ANTHONY LANE

I’m a total geek: instead of having rock star crushes, I turn over room in my heart to film critics. Luckily, the cine-phile crush I’m referring to is not Margaret or David or any of the middle-aged movie mafia in Australia, but Anthony Lane, the film dude for the
New Yorker. My crush is a text-only thing (and I don’t mean that in Shane Warne SMS-affair kinda way, I get a heady thrill out of reading Anthony Lane’s reviews, but that’s all. I’m not drooling over photos of him I’ve harvested through Google or plotting how to pole-vault myself into his life, it’s all about the words. But damn, what good words they are!)

And accordingly, I’m resorting to the geeky, lazy-ass way of explaining why I like something: lists.

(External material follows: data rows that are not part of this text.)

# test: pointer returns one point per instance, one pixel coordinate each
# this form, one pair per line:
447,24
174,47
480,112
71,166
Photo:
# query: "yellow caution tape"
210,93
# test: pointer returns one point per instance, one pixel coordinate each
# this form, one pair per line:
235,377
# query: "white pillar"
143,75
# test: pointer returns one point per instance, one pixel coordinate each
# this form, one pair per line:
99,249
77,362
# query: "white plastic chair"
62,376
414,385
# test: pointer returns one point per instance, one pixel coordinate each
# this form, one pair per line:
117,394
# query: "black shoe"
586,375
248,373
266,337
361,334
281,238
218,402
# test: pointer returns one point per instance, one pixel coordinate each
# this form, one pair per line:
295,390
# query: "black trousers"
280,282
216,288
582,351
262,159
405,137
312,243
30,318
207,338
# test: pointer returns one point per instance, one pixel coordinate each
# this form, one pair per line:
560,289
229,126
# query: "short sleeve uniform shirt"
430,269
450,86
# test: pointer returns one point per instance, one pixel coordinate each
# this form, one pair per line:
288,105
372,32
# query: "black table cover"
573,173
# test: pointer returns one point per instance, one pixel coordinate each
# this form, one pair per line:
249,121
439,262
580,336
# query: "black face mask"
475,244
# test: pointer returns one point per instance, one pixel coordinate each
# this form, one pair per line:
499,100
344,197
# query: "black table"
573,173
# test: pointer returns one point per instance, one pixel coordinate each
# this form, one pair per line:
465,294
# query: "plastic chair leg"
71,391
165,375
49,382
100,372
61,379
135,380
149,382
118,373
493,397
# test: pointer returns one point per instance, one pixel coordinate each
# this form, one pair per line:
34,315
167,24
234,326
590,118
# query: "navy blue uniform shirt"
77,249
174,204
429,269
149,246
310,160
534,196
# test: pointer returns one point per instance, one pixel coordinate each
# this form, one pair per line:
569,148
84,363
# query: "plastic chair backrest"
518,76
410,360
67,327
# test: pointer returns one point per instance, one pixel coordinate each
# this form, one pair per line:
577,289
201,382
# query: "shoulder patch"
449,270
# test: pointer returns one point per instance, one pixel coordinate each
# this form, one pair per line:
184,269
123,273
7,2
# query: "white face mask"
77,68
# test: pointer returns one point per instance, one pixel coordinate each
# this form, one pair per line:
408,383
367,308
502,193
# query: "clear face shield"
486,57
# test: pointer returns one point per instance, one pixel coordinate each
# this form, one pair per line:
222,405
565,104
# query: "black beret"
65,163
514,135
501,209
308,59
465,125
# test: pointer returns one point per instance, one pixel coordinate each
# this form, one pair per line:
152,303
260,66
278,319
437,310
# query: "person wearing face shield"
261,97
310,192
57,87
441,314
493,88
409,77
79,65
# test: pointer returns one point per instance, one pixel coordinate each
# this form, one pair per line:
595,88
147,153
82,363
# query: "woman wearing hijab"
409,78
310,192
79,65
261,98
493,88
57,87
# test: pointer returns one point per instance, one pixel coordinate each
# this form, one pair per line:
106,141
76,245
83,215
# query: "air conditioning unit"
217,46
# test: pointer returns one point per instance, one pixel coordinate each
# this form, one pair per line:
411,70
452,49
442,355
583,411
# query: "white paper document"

A LIST OF RANDOM BUT WORTHY ANTHONY LANE SNIPPETS

THE PHANTOM OF THE OPERA
The Phantom, for example, keeps swishing his cloak to one side at random intervals, like Batman getting rid of a bad smell. To be fair, his singing voice has its own melodious texture, which is sure to revive fond memories for anybody who has worked in a marble-grinding factory.

HIDDEN
To some degree, Hidden is a cat-and-mouse thriller, the only problem being that mouse and cat insist on swapping roles.

THE DA VINCI CODE
“A half-eaten power lunch,” one of the saddest phrases I have ever heard

STAR WARS: EPISODE III
Anakin keeps having problems with his dark side, in the way that you or I might suffer from tennis elbow, but Yoda, whose reptilian smugness we have been encouraged to mistake for wisdom, has the answer. “Train yourself to let go of everything you fear to lose,” he says. Hold on, Kermit, run that past me one more time. If you ever ... spawned a brood of Yodettes, are you saying that you’d leave them behind at the first sniff of danger? Also, while we’re here, what’s with the screwy syntax? Deepest mind in the galaxy, apparently, and you still express yourself like a day-tripper with a dog-eared phrase book. “I hope right you are.” Break me a fucking give.

HARRY POTTER
Now fourteen ... Harry's voice, like that of his best friend, Ron (Rupert Grint), sounds like the mating cry of an oboe.

INSIDE MAN
The more it sags as a thriller, the more it jabs and jangles as a study of racial abrasion. A hostage is released, and an armed cop shouts, “He’s an Arab!” The hostage replies, “I’m a Sikh,” and you can hear the weariness at the edges of his fear. Another hostage is quizzed by Frazier about his name: “Is that Albanian?” “It’s Armenian,” the man explains. “What’s the difference?” Frazier asks, not that he cares either way. It is these small, peppery incidents of strife—far more than the stridency of recent [Spike] Lee projects like “Bamboozled” and “She Hate Me”—that show the director at his least abashed and most tuned to current anxieties, and that mark him out, for all the fluency of his camera, as the anti-Renoir of our time. “Grand Illusion” offered the ennobling suggestion that national divisions were delusory, and that our common humanity can throw bridges across any social gulf. To which Lee would reply, Nice idea. Go tell it to the guy who just had his turban pulled off by the cops.